This question is very big – it is similar to asking a trader which we can invest. Years of experience analyze the insights to make a gradual graph to see what is going on in the market.
A lot of data analysts focus on the dataset and ML models. Beginners use the hit & the trial technique to predict future results. The model that has the best score will win but this is not a good approach all the time. At some times, the dataset would work out of the mark. While on the other hand ML model consider an overfit due to imbalanced data. Perhaps it is too good for beginners, avoiding is far better in first-priority cases.
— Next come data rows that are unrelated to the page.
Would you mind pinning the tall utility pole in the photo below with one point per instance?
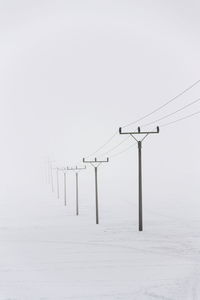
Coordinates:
(77, 194)
(57, 179)
(96, 163)
(139, 142)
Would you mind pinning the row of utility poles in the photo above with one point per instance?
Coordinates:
(96, 163)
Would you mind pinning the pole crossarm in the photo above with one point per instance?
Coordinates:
(96, 163)
(139, 131)
(139, 142)
(76, 168)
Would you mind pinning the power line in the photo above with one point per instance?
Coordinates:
(173, 113)
(163, 105)
(115, 147)
(144, 117)
(145, 134)
(123, 151)
(181, 119)
(106, 143)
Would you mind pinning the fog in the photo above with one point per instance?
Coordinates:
(72, 72)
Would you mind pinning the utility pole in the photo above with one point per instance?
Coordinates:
(77, 194)
(96, 163)
(57, 177)
(139, 142)
(65, 191)
(51, 174)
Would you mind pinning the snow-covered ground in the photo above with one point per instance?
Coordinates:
(47, 253)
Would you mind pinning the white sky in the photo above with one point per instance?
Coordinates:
(72, 72)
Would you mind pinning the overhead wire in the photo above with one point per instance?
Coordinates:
(181, 119)
(144, 117)
(173, 113)
(163, 105)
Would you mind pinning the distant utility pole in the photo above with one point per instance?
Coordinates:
(51, 174)
(139, 142)
(57, 179)
(65, 191)
(96, 163)
(77, 194)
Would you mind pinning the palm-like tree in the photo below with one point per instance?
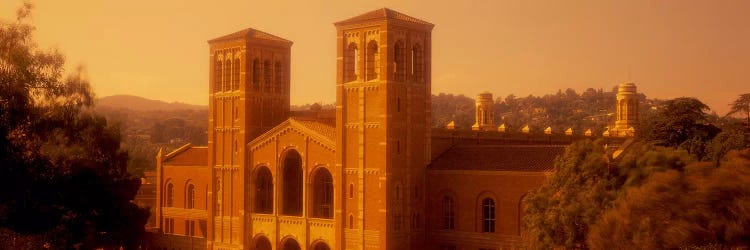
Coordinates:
(741, 105)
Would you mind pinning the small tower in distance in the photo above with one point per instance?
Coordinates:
(627, 110)
(485, 115)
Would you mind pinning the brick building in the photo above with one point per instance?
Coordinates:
(370, 175)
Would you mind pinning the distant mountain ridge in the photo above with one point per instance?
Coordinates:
(137, 103)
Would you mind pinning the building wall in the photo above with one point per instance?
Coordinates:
(307, 229)
(468, 189)
(237, 115)
(178, 215)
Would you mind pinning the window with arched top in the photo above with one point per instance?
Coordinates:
(488, 215)
(351, 56)
(226, 86)
(321, 246)
(190, 196)
(263, 191)
(322, 194)
(236, 74)
(372, 61)
(292, 184)
(449, 213)
(170, 195)
(256, 74)
(399, 61)
(290, 244)
(632, 109)
(217, 75)
(219, 196)
(267, 76)
(262, 243)
(279, 75)
(417, 63)
(398, 219)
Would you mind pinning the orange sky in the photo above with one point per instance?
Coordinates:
(158, 49)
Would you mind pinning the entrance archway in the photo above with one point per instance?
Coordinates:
(262, 243)
(292, 186)
(290, 244)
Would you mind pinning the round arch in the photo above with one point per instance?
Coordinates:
(319, 245)
(292, 182)
(190, 192)
(262, 189)
(289, 243)
(448, 208)
(486, 211)
(261, 242)
(321, 193)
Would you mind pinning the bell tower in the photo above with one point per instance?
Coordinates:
(627, 110)
(485, 116)
(383, 90)
(248, 95)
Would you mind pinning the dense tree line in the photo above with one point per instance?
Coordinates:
(683, 184)
(592, 109)
(63, 174)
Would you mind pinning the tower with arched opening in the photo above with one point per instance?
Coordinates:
(626, 121)
(382, 121)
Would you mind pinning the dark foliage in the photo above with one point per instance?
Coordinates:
(63, 174)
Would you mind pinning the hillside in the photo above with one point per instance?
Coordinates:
(137, 103)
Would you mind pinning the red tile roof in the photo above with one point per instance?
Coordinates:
(384, 13)
(324, 129)
(250, 33)
(187, 155)
(532, 158)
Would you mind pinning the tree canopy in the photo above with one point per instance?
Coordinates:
(62, 170)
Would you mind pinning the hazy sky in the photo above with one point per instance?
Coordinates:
(670, 48)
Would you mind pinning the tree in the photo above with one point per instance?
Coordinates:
(560, 211)
(585, 185)
(742, 105)
(681, 122)
(703, 205)
(62, 170)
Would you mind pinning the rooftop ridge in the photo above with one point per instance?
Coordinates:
(384, 13)
(250, 33)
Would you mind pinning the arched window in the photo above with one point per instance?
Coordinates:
(279, 74)
(190, 196)
(262, 243)
(227, 75)
(351, 55)
(488, 215)
(217, 76)
(321, 246)
(263, 191)
(236, 74)
(398, 219)
(170, 195)
(399, 61)
(632, 109)
(292, 176)
(256, 74)
(323, 194)
(290, 244)
(449, 213)
(417, 63)
(372, 62)
(219, 194)
(267, 76)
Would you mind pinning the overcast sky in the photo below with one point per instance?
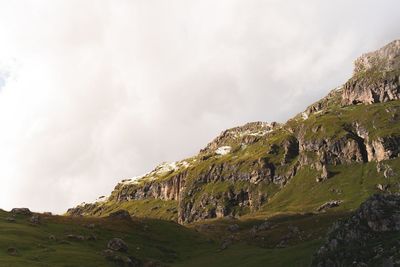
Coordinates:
(92, 92)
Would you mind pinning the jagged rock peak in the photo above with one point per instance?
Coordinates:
(386, 58)
(376, 77)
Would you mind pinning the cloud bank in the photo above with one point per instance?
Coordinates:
(95, 91)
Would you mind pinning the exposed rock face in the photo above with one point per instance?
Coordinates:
(355, 241)
(229, 176)
(385, 59)
(120, 214)
(246, 134)
(376, 77)
(117, 244)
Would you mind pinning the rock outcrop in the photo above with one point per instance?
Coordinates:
(364, 238)
(376, 77)
(244, 166)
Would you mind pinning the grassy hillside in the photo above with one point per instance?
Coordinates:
(160, 243)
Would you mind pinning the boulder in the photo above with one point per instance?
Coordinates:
(34, 219)
(329, 205)
(22, 211)
(12, 251)
(76, 237)
(117, 244)
(121, 215)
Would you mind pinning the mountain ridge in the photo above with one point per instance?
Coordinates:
(244, 167)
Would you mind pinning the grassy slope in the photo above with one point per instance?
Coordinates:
(162, 241)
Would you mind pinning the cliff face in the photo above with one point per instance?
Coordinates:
(376, 77)
(240, 170)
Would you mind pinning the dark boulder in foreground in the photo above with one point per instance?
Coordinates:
(22, 211)
(120, 214)
(370, 237)
(117, 244)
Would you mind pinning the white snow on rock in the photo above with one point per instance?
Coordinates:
(223, 150)
(161, 169)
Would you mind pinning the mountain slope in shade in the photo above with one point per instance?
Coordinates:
(245, 169)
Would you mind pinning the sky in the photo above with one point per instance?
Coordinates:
(92, 92)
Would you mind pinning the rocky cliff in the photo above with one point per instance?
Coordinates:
(239, 171)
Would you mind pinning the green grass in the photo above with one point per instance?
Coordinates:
(351, 184)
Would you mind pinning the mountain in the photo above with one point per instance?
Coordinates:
(321, 189)
(328, 152)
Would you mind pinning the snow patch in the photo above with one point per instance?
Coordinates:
(161, 169)
(223, 150)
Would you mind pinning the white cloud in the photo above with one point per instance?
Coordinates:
(99, 91)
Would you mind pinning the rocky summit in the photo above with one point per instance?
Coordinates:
(245, 168)
(322, 189)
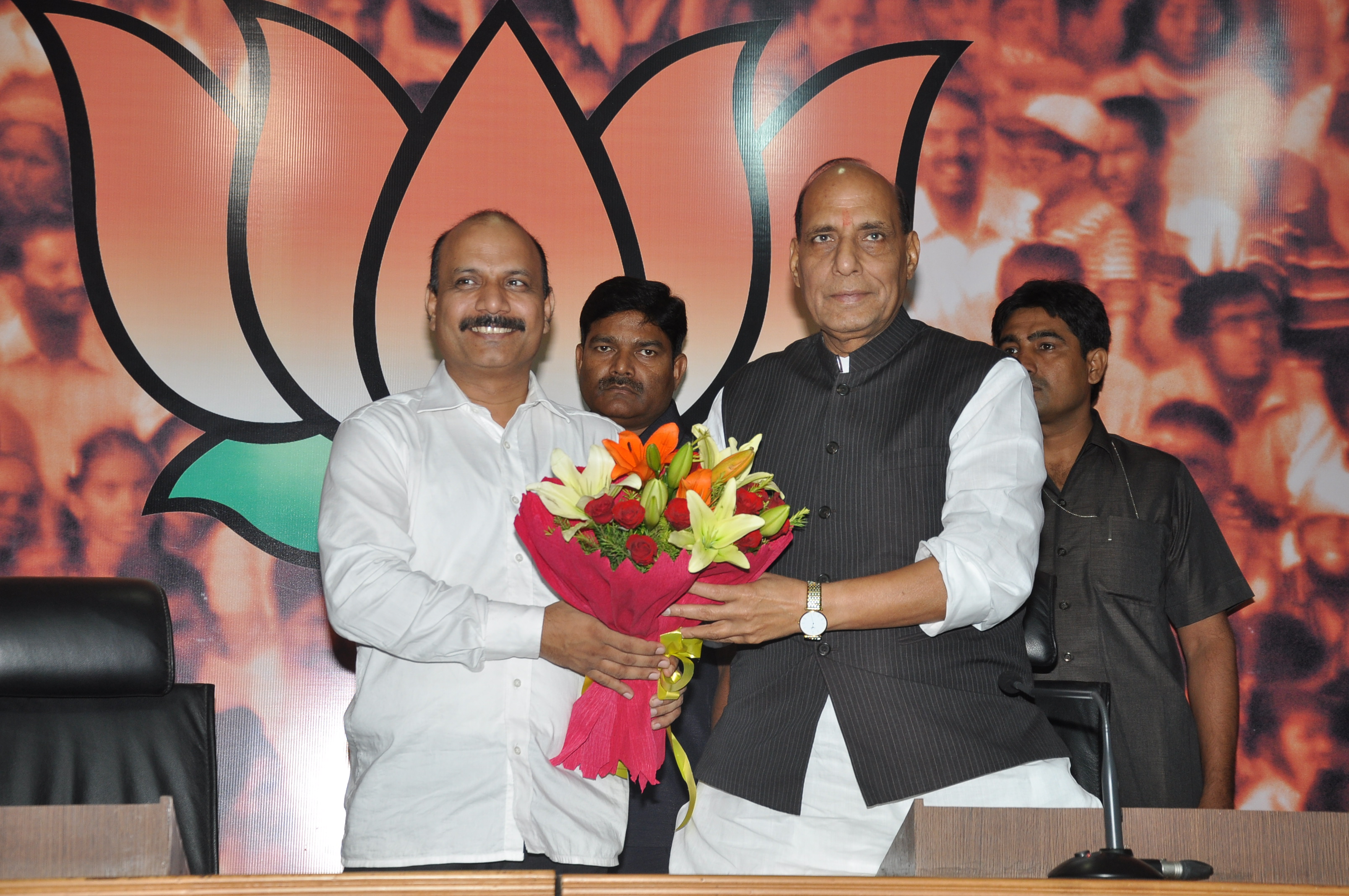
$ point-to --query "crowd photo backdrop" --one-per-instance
(216, 216)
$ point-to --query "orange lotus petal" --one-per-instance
(666, 440)
(733, 466)
(699, 481)
(629, 456)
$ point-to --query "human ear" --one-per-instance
(1097, 362)
(432, 303)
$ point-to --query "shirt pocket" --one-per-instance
(1125, 559)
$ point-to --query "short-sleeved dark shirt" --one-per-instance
(1135, 554)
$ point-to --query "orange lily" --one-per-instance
(701, 482)
(629, 453)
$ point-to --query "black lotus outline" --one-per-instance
(422, 127)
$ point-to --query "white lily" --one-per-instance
(711, 454)
(711, 535)
(578, 487)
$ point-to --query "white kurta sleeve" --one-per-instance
(991, 521)
(374, 596)
(714, 423)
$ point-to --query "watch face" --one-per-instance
(814, 624)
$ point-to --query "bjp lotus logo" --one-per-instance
(255, 249)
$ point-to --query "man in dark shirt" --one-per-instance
(630, 362)
(630, 359)
(1134, 552)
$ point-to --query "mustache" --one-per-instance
(492, 320)
(616, 382)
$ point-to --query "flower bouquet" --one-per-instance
(626, 536)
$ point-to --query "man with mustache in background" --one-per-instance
(1134, 563)
(870, 656)
(467, 664)
(630, 362)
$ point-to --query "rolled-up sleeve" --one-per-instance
(374, 594)
(992, 517)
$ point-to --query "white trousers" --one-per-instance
(836, 832)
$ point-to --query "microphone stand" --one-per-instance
(1113, 861)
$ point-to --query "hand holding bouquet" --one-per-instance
(626, 536)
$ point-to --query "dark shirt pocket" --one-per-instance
(1127, 558)
(917, 456)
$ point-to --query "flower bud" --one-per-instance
(680, 465)
(655, 497)
(773, 520)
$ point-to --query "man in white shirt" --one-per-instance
(467, 664)
(872, 654)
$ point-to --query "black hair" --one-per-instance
(900, 196)
(1144, 114)
(1204, 294)
(433, 281)
(1072, 303)
(1192, 413)
(652, 299)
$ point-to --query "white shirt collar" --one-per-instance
(443, 393)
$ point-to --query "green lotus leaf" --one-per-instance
(274, 487)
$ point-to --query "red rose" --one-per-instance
(678, 513)
(748, 501)
(601, 511)
(629, 513)
(641, 550)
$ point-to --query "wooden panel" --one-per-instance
(77, 841)
(654, 886)
(1243, 847)
(375, 883)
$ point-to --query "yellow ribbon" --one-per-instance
(668, 689)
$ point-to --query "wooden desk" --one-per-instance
(545, 884)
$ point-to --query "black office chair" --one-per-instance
(89, 711)
(1080, 713)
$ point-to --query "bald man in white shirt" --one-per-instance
(467, 664)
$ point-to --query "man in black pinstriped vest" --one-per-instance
(870, 656)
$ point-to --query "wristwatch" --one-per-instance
(813, 621)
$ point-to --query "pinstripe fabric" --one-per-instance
(918, 713)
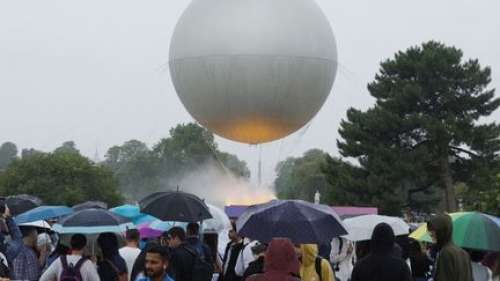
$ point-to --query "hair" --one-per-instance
(108, 244)
(27, 230)
(132, 235)
(139, 263)
(162, 251)
(193, 229)
(177, 232)
(78, 242)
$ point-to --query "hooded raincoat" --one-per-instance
(452, 263)
(381, 264)
(281, 262)
(308, 265)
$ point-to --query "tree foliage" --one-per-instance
(142, 170)
(422, 136)
(301, 177)
(60, 178)
(8, 153)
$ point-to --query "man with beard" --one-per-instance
(156, 265)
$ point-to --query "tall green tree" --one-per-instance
(301, 177)
(141, 170)
(423, 133)
(60, 178)
(135, 166)
(191, 145)
(67, 147)
(8, 153)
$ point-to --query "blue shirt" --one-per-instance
(144, 278)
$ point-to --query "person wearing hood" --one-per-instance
(281, 262)
(312, 269)
(381, 264)
(452, 263)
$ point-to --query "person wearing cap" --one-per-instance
(257, 266)
(156, 265)
(452, 263)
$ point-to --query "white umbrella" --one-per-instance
(361, 228)
(39, 224)
(218, 222)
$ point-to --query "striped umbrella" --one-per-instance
(93, 221)
(472, 230)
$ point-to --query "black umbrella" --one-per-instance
(90, 205)
(19, 204)
(300, 221)
(93, 221)
(175, 206)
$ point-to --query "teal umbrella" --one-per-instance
(133, 213)
(472, 230)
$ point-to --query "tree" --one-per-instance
(141, 171)
(67, 147)
(135, 166)
(236, 166)
(190, 146)
(60, 178)
(8, 153)
(423, 132)
(301, 177)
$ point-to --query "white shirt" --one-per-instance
(245, 258)
(88, 269)
(341, 255)
(129, 254)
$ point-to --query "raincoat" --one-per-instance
(281, 262)
(308, 265)
(452, 263)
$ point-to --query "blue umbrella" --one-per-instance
(300, 221)
(43, 213)
(93, 221)
(133, 213)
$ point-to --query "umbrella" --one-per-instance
(43, 213)
(133, 213)
(472, 230)
(361, 228)
(38, 224)
(300, 221)
(93, 221)
(147, 232)
(175, 206)
(218, 222)
(90, 205)
(19, 204)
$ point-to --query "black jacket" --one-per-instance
(255, 267)
(181, 263)
(381, 264)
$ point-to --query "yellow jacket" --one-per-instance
(308, 265)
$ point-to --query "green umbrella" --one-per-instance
(472, 230)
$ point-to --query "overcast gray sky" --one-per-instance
(96, 71)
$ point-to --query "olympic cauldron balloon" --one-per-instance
(253, 71)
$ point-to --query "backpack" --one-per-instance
(71, 272)
(201, 270)
(4, 270)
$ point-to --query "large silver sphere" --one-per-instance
(253, 70)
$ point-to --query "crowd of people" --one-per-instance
(185, 254)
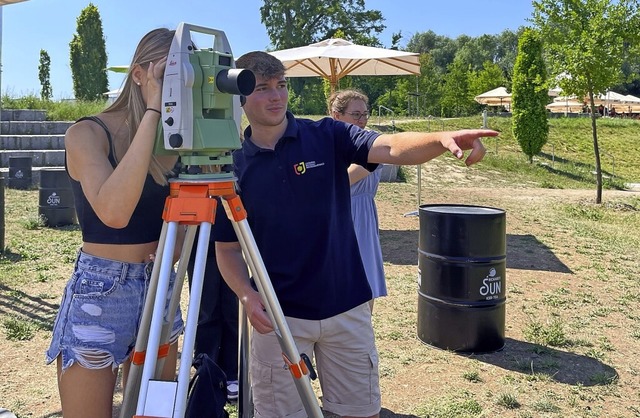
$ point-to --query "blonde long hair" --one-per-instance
(152, 48)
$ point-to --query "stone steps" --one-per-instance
(27, 133)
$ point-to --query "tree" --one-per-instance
(44, 75)
(292, 23)
(588, 41)
(89, 56)
(456, 99)
(529, 95)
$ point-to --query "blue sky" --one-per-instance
(33, 25)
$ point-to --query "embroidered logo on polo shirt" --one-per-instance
(302, 167)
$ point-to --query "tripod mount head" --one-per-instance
(201, 101)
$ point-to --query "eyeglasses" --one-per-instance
(358, 115)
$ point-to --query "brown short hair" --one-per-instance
(339, 101)
(261, 64)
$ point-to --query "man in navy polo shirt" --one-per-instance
(292, 176)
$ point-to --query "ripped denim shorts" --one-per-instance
(100, 313)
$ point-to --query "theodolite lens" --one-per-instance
(236, 81)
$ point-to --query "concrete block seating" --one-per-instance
(26, 133)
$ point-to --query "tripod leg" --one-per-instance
(295, 363)
(132, 388)
(191, 326)
(245, 396)
(155, 329)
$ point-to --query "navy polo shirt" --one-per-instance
(298, 206)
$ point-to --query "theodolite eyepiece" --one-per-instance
(236, 81)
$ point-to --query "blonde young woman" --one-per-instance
(119, 189)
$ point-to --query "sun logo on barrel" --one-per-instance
(53, 199)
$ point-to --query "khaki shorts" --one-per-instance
(346, 362)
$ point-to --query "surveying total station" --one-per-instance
(201, 98)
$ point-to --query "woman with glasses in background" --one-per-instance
(351, 106)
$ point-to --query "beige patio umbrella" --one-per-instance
(333, 59)
(565, 105)
(496, 97)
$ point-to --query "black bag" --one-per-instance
(207, 390)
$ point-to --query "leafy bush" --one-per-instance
(56, 110)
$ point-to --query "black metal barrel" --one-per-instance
(20, 173)
(56, 205)
(462, 266)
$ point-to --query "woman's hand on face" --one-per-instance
(155, 74)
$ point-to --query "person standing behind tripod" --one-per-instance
(217, 332)
(292, 174)
(119, 189)
(351, 106)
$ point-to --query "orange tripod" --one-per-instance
(192, 203)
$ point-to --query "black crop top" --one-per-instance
(145, 224)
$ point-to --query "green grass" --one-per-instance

Considering you are doing binary classification, first in mind will be Naive Bayesian, so why not think about SVM? Traverse the dataset, and look up positive and negative aspects. Try to find out the patterns to find the major differences. Jump into columns and rows, and know the worth of the problem. A lot of problems really matter in real life and then implement operations for preprocessing e.g. fraud analysis.
How to Choose The Best Machine Learning Algorithm
Make Sense Of the Problem
Start with very simple steps (tiny steps) to see how the much difficult the problem is. It will take time & years of experience to see the patterns in data. For example, if Support Vector Machine or Linear Regression is the best Classification then the presented algorithms perhaps work better. Once you get inside the dataset, you are experienced then you are free to go.
Find Out Optimized Solution
Understanding data is just like a story where you might focus on the dataset’s origin. If are you unable to find out the solution to a problem, it means the problem is much harder. If you need new techniques, go to some senior data scientists for expert advice. Let’s cover one example, a dataset that is highly non-linear, it’s hard to find out the features. In this position, you should use techniques of deep learning for rich features. Sometimes traditional machine learning works well like SVM.
Another problem to face in the dataset is the infinite number of features. Your ML model is ambiguous about which features shout not choose, remember it depends upon requirements. Anyways, a linear sparse regression algorithm will help you out in this situation.
Let’s consider one model CNN (Convolutional Neural Network) widely used for image classification. Many problems related to video analysis are solved by converting video into frames (pictures). Batch normalization is a method (hyperparameters) where you drop out some layers to avoid overfitting the model. Hyperparameters are handles to tune the model for more accuracy of datasets.